Line search, BFGS and the Wolfe conditions

bsxfan commented 11 years ago

Hi all

I have a few years of experience with implementing (I like to write my own code) and using various large-scale optimization algorithms in MATLAB. I have worked with non-linear conjugate gradient, and various versions of quasi and truncated Newton solvers, using both line-search and trust-region variants.

In my experience, the line-search component of an optimizer is very important, but one very often sees this neglected. The line-search balances two conflicting requirements:

It should not try to locate the minimum along the search direction too precisely, because it could do much better going in a new direction.
It should however make at least SOME progress---this can be measured for example via the Wolfe conditions.

In the BFGS/LBFGS algorithms, the line-search is of particular importance, because if the line search fails to meet the Wolfe-conditions, the inverse Hessian approximation can end up being non-positive definite, which will send the optimizer going uphill instead of downhill. A nice line search should satisfy these conditions.

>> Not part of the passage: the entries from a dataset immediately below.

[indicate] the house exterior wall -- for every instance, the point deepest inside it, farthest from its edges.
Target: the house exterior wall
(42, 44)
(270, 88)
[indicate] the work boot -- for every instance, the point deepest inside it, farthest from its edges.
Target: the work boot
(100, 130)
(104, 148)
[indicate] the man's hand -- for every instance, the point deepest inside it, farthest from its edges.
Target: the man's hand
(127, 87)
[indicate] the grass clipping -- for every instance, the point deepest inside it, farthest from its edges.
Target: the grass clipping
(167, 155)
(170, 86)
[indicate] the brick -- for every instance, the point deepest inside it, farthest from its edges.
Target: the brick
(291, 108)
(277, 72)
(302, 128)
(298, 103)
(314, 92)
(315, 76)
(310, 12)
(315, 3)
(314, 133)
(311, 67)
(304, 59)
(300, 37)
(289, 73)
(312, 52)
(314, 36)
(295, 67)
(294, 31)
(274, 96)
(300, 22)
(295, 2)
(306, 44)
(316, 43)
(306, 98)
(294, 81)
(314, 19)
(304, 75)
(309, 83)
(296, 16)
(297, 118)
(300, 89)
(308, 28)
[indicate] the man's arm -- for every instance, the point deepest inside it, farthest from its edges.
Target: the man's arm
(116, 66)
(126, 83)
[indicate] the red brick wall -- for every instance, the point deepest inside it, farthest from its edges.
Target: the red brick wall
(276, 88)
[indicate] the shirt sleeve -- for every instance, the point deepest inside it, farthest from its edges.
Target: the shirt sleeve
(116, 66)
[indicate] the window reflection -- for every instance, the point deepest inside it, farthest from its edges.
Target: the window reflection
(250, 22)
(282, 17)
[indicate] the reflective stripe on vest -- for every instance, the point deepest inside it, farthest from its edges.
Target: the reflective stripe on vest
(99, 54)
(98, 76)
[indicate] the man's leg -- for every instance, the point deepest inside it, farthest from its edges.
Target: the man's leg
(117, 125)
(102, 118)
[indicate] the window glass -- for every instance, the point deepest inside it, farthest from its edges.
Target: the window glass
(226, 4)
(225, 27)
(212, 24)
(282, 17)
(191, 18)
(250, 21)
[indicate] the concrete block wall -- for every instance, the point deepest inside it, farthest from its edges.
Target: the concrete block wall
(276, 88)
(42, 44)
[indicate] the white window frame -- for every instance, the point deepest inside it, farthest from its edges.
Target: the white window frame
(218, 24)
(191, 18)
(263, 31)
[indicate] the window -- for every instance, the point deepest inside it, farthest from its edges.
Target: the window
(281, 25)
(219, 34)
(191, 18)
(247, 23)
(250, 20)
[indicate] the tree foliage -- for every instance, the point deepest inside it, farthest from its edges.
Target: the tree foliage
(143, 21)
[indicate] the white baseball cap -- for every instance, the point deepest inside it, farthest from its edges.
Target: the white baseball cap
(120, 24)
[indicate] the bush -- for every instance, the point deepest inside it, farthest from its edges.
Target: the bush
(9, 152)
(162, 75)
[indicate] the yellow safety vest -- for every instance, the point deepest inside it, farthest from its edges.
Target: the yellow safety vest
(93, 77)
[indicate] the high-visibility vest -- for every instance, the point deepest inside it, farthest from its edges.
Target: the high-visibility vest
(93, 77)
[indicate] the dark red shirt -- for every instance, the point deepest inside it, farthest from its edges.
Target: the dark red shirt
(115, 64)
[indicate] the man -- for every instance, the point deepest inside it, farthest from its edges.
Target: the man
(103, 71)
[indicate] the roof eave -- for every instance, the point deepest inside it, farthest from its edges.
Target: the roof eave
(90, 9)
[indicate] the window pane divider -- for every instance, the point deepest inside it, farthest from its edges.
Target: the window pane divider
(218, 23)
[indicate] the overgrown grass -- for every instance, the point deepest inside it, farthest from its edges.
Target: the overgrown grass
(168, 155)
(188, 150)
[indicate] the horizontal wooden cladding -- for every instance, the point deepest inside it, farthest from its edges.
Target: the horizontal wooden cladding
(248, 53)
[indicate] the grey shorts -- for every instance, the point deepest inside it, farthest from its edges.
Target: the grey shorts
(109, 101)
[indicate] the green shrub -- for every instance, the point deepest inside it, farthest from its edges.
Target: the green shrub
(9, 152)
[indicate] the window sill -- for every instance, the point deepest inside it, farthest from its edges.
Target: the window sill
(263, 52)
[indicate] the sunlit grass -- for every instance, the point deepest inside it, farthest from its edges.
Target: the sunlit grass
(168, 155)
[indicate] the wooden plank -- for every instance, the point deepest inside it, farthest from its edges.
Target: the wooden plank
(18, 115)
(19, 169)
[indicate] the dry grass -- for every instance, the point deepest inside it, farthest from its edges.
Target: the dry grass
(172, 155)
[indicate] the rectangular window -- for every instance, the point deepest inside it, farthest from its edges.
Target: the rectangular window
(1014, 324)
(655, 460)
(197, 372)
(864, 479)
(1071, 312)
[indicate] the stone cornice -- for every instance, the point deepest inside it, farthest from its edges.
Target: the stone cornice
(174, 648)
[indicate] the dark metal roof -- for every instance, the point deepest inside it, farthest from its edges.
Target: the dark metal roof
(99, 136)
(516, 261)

If anyone feels like translating from MATLAB, a version of my favourite line search is available here: http://www.cs.umd.edu/users/oleary/software/ You will have to translate both cvsrch.m and cstep.m.

I have been using this implemention in my own optimizers for a while now and I find the extra complication was well worth it. This line search also helps to make the optimizer deal more efficiently with non-convex regions of the objective function.

As a further recommendation for this line-search algorithm, it is used in Poblano: https://software.sandia.gov/trac/poblano/

If someone else does not do this translation, I will probably end up doing it myself, but I can't promise when ...

johnmyleswhite commented 11 years ago

Thanks for the reference to the Matlab implementation of the More and Thuente line search. I found a few implementations of it recently, but nothing in Matlab before.

I'll work on translating that code over the weekend assuming the licensing works out.

timholy commented 11 years ago

Is it really clear that these are better than the Hager & Zhang linesearch that's already present in cgdescent? It has many attractive features:

Full machine accuracy in finding the minimum, rather than sqrt(eps) precision
Good quadratic convergence, and smart fallback to bisection
Demonstrated evidence that it increases the performance of L-BFGS
I've debugged it already :-)

timholy commented 11 years ago

Also, a rigorous proof of convergence. I forgot that one.

johnmyleswhite commented 11 years ago

It's not clear at all, which is why I'd like to have both available.

johnmyleswhite commented 11 years ago

Are you saying that the Mure and Thuente proof isn't rigorous?

timholy commented 11 years ago

No (I don't know that one), just that there is a rigorous proof of convergence for the H&Z algorithm. When one uses the approximate Wolfe conditions, until relatively recently the tradition seemed to be "it's been proved for the exact Wolfe conditions, and it's probably true for the approximate as well." But H&Z proved it for approximate.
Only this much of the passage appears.